- Occupation: Archaeologist

Academic background
- Education: University of Oxford; University of Southampton;
- Thesis: Non-biface assemblages in Middle Pleistocene Western Europe. A comparative study (2011)

Academic work
- Institutions: Historic England; National Trust; Council for British Archaeology;

= Hannah Fluck =

British archaeologist

Hannah Fluck is a British archaeologist specialising in heritage management in research and climate change policy and action as it relates to heritage practice. Fluck is Senior National Archaeologist at the National Trust and the former Head of Environmental Strategy at Historic England. Fluck works in climate heritage as a founding steering committee member of the Climate Heritage Network.

==Education ==
Fluck graduated from the University of Oxford with a Bachelor of Arts in Archaeology and Anthropology in 2000. She got completed a PhD in the archaeology of human evolution at the University of Southampton in 2011, with a thesis titled Non-biface assemblages in Middle Pleistocene Western Europe. A comparative study.

== Career ==
Fluck served as the Events Secretary for the Lithics Study Society from 2006 to 2010. Fluck worked as the Historic Environment Intelligence Officer in the Research Department of Historic England from 2015 to 2016, becoming the Head of Environmental Research in 2016 and the Head of Environmental Strategy in 2019. During her time at Historic England, Fluck was elected a Fellow of the Society of Antiquaries. In 2022, Fluck joined the National Trust as Senior National Archaeologist.

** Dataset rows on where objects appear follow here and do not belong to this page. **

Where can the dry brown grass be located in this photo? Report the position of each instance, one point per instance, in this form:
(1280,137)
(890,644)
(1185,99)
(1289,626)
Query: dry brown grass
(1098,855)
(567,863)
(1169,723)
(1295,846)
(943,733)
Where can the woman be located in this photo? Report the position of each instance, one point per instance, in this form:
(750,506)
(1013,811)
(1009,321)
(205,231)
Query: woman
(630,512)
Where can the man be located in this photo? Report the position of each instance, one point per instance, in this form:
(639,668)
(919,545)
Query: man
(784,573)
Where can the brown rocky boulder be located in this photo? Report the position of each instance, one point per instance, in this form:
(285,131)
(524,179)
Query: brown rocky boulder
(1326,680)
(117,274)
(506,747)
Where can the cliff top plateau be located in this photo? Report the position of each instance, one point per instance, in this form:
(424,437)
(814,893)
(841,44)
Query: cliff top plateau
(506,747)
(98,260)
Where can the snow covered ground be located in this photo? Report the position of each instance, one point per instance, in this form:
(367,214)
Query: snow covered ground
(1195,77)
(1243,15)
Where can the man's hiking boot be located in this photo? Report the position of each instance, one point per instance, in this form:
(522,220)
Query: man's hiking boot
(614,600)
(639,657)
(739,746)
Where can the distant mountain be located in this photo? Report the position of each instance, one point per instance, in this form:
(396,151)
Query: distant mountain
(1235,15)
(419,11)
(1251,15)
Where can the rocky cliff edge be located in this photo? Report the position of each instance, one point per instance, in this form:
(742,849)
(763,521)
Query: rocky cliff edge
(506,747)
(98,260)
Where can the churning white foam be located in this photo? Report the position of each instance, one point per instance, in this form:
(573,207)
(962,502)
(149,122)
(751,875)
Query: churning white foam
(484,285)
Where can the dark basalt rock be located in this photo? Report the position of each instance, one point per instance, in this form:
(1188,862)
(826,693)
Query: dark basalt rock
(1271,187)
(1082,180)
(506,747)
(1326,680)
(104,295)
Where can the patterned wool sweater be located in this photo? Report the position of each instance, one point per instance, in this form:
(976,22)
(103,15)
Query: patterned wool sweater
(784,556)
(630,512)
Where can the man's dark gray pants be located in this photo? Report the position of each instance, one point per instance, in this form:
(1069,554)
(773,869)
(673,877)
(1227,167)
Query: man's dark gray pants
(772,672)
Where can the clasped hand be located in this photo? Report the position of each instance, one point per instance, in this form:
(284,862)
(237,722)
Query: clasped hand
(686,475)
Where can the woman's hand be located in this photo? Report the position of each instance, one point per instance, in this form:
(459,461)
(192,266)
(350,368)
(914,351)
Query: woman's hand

Fluck has worked as an External Advisor for Newcastle University's Centre for Landscape research, and an Affiliate of the Land, Environment, Economics and Policy Institute (LEEP) at University of Exeter. Fluck is on the steering committee for the Climate Heritage Network – which was founded at UN Climate Action Summit in 2018 – and serves as the Europe and the Commonwealth of Independent States (CIS) Vice Chair. Fluck is a Co-Investigator on two AHRC-funded research projects on heritage and climate change. She is one of the contributing authors for the UK Climate Change Risk Assessment 2022, and co-author of Historic England's Climate Change Adaptation Report with Ruth Knight. Fluck is also a trustee of the Council for British Archaeology.

== Selected publications ==
- UK Climate Risk Assessment (2022) By: Fluck, Hannah.
- Climate Change Adaptation Report (2024) By: Kate Guest, Claire Marchetti, Lucy More, Paul Lankester Other contributors: Claire Hedley, Tamsin Foster, Benedict Lyte. Historic England. : ISSN 2059-4453
- Quaternary palaeoecology and the historic environment: Challenges and opportunities for preserving England's wetlands (2023) By: Hazell, Zoë & Last, Jonathan & Campbell, Gill & Corcoran, Jane & Fluck, Hannah. Proceedings of the Geologists' Association. 134. 10.1016/j.pgeola.2022.11.002.
- Climate Change and Archaeology. An Introduction. Internet Archaeology (2022) By: Fluck, Hannah & Guest, Kate. 10.11141/ia.60.1.
- Climate Change and the Historic Environment (2021) By: Fluck, Hannah & Dawson, Michael. The Historic Environment: Policy & Practice. 12. 263-270. 10.1080/17567505.2021.1990492.